Ringkasan Tanggung Jawab
Petugas keselamatan konstruksi dapat bertanggung jawab atas tugas-tugas berikut:
- Memeriksa situs untuk memastikannya adalah lingkungan yang bebas bahaya.
- Melakukan pertemuan toolbox
- Merupakan bagian dari dewan keselamatan proyek dan memimpin semua upaya untuk meningkatkan keselamatan
- Petugas keselamatan meninjau dan menyetujui semua rencana keselamatan subkontraktor
- Memverifikasi bahwa catatan cedera dan laporan diselesaikan dan diserahkan kepada instansi pemerintah terkait
- Memverifikasi bahwa semua peralatan dan perlengkapan memadai dan aman untuk digunakan.
- Mempromosikan praktik aman di tempat kerja.
- Menerapkan pedoman keselamatan.
- Melatih dan melakukan latihan dan latihan tentang cara mengelola situasi darurat.

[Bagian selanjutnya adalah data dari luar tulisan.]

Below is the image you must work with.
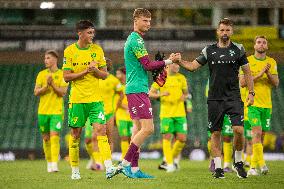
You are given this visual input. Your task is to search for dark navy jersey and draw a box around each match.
[196,42,248,101]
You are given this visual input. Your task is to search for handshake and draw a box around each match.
[152,51,181,87]
[168,53,181,64]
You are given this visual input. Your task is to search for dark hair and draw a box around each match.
[45,50,59,59]
[218,18,234,27]
[254,35,267,43]
[105,57,112,72]
[133,8,151,19]
[117,66,126,75]
[76,20,94,32]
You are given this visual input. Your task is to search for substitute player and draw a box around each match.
[240,82,252,167]
[176,18,254,178]
[149,64,188,172]
[205,80,234,172]
[34,50,68,172]
[85,58,124,170]
[63,20,116,179]
[119,8,179,178]
[115,67,133,159]
[240,36,279,175]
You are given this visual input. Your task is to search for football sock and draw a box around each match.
[85,142,93,159]
[253,143,265,167]
[122,142,139,166]
[43,140,51,162]
[69,135,80,167]
[172,140,185,158]
[163,139,174,165]
[97,136,111,163]
[223,142,233,167]
[120,140,129,159]
[50,135,60,162]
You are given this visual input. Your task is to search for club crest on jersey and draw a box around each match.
[229,50,236,56]
[91,53,97,59]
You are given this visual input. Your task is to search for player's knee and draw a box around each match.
[177,135,186,143]
[42,135,50,142]
[143,127,154,135]
[163,133,172,140]
[234,127,244,136]
[96,125,106,136]
[85,138,92,144]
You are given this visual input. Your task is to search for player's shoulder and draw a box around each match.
[232,41,244,51]
[64,43,76,53]
[38,69,48,76]
[266,56,277,64]
[90,43,103,51]
[176,73,186,79]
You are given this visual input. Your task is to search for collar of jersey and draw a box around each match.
[253,55,266,61]
[75,43,90,50]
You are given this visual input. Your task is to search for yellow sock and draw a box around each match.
[92,151,103,164]
[246,155,251,164]
[172,140,185,158]
[120,140,129,159]
[97,136,111,162]
[253,143,265,167]
[69,136,80,167]
[163,139,174,165]
[50,135,60,162]
[207,140,211,157]
[223,142,233,163]
[85,142,94,158]
[43,140,51,162]
[250,144,258,168]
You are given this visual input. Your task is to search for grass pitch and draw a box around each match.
[0,160,284,189]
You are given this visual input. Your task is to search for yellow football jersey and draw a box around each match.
[152,73,187,118]
[115,84,131,121]
[36,69,68,115]
[240,87,248,120]
[63,43,106,103]
[99,74,122,114]
[241,55,278,108]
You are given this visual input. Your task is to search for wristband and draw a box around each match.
[164,59,173,65]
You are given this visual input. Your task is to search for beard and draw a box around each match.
[256,49,266,54]
[221,35,230,43]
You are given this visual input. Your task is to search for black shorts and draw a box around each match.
[207,100,244,133]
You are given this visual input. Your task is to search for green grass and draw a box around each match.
[0,160,284,189]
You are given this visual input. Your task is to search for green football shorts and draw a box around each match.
[38,114,63,133]
[160,117,187,134]
[68,102,106,128]
[248,106,272,131]
[117,120,133,137]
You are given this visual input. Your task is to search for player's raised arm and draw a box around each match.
[177,47,207,72]
[63,69,90,82]
[50,76,68,97]
[34,85,48,96]
[242,64,254,106]
[149,83,170,99]
[139,53,179,71]
[88,61,108,80]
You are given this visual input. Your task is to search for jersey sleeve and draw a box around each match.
[270,59,278,75]
[238,45,248,66]
[98,47,106,68]
[62,48,73,70]
[151,82,160,90]
[113,78,123,92]
[36,73,43,87]
[181,76,188,90]
[60,75,68,87]
[195,47,207,65]
[131,38,148,59]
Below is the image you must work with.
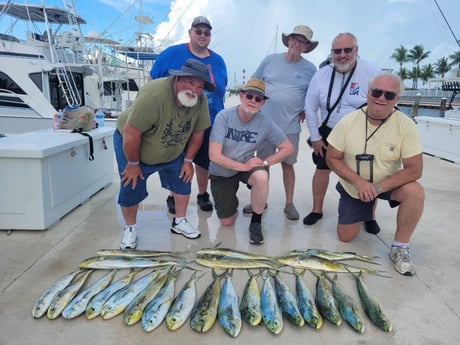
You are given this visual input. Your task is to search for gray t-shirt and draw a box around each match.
[253,53,316,134]
[209,107,287,177]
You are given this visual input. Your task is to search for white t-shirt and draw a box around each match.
[305,59,381,141]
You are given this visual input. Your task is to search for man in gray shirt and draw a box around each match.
[248,25,318,220]
[209,78,294,244]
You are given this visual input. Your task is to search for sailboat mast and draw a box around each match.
[433,0,460,47]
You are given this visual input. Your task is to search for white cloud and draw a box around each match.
[148,0,460,86]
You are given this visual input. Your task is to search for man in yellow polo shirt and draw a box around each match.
[326,73,425,276]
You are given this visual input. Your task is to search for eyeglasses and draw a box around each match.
[244,93,264,103]
[292,36,310,47]
[193,29,211,37]
[371,89,397,101]
[331,47,353,55]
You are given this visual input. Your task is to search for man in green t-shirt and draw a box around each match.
[114,59,214,249]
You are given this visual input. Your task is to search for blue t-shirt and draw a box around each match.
[209,106,287,177]
[150,43,228,125]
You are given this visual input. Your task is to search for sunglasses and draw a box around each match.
[371,89,397,101]
[293,36,310,47]
[193,29,211,37]
[244,93,264,103]
[331,47,353,55]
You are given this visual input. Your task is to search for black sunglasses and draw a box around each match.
[244,93,264,103]
[331,47,353,55]
[371,89,397,101]
[193,29,211,37]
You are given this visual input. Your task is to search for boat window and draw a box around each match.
[29,73,43,91]
[121,79,139,91]
[0,33,19,42]
[0,72,26,95]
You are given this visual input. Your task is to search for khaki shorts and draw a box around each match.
[209,167,268,219]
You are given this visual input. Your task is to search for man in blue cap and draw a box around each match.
[149,16,228,214]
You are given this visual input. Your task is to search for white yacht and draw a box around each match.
[0,1,156,134]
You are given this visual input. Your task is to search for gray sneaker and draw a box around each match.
[390,246,415,276]
[249,223,264,244]
[120,226,137,249]
[243,203,268,213]
[284,204,299,220]
[171,218,201,239]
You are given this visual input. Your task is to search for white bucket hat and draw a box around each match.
[281,25,319,53]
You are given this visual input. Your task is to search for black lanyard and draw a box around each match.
[323,61,358,125]
[361,109,396,153]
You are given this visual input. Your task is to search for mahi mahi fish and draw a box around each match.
[61,270,117,319]
[217,271,241,338]
[142,270,178,332]
[277,255,380,273]
[288,248,378,265]
[240,270,262,326]
[123,270,168,326]
[165,271,204,331]
[195,255,278,269]
[101,270,163,320]
[196,248,271,261]
[273,273,305,327]
[353,273,393,332]
[260,274,284,334]
[190,270,225,333]
[315,274,342,326]
[97,249,184,258]
[79,256,185,270]
[46,270,94,320]
[32,270,82,319]
[85,270,139,320]
[328,274,365,333]
[294,270,323,329]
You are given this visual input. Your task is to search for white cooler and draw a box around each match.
[0,127,114,230]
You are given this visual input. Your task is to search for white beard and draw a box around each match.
[177,90,198,108]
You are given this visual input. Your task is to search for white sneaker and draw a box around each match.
[390,246,415,276]
[120,226,137,249]
[171,218,201,239]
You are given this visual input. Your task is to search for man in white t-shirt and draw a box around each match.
[303,33,381,234]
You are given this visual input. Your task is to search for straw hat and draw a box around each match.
[168,59,216,91]
[241,77,268,99]
[281,25,319,53]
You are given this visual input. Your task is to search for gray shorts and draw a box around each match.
[257,133,300,165]
[335,182,399,224]
[209,167,267,219]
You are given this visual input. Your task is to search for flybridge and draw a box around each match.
[442,81,460,109]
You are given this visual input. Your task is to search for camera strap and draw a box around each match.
[323,61,358,126]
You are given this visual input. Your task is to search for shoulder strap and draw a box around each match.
[71,128,94,161]
[323,61,358,126]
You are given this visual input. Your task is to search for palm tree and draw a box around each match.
[449,50,460,76]
[407,66,420,89]
[434,57,451,78]
[420,63,435,85]
[407,44,431,88]
[390,45,410,73]
[398,67,410,81]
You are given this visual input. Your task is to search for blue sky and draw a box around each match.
[0,0,460,86]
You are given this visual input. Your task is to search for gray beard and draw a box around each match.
[177,90,198,108]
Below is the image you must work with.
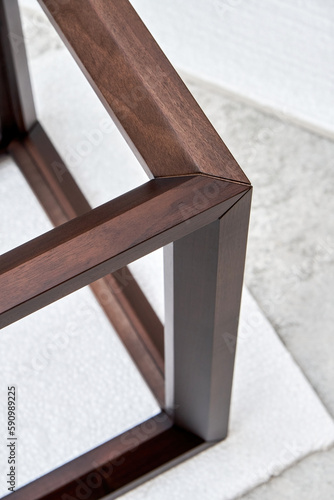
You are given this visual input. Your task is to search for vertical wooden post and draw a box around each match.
[0,0,36,147]
[164,190,251,441]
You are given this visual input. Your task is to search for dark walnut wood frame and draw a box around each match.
[0,0,251,500]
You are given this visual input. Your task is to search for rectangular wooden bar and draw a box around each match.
[7,412,207,500]
[0,0,36,147]
[7,122,165,407]
[39,0,249,184]
[0,176,245,327]
[165,191,251,441]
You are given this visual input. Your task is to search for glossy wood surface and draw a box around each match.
[39,0,249,184]
[8,123,165,407]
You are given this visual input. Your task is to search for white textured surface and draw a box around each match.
[131,0,334,134]
[0,44,334,500]
[20,0,334,137]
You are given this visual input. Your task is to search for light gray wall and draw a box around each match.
[131,0,334,134]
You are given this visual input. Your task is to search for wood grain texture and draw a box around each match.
[7,123,165,407]
[0,176,249,327]
[0,0,36,147]
[7,413,207,500]
[39,0,249,184]
[164,190,251,441]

- Melakukan investigasi terhadap semua kecelakaan dan nyaris terjadi.
- Melaporkan kepada pihak berwenang terkait seperti diminta atau diamanatkan oleh peraturan.
- Melakukan analisis bahaya kerja.
- Menetapkan standar dan kebijakan keselamatan sesuai kebutuhan.
- Melakukan latihan tanggap darurat.
- Jam tangan untuk keamanan semua pekerja dan bekerja untuk melindungi mereka dari memasuki situasi berbahaya.
- Menanggapi kekhawatiran keselamatan karyawan.
- Mengkoordinasikan pendaftaran dan pembuangan limbah berbahaya.
- Berfungsi sebagai penghubung antara negara bagian dan agen lokal dan kontraktor.
- Menerima laporan dari dan menanggapi pesanan yang dikeluarkan oleh inspektur Departemen Tenaga Kerja.
- Mengatur untuk pengujian mandat OSHA dan / atau evaluasi tempat kerja oleh lembaga / konsultan eksternal.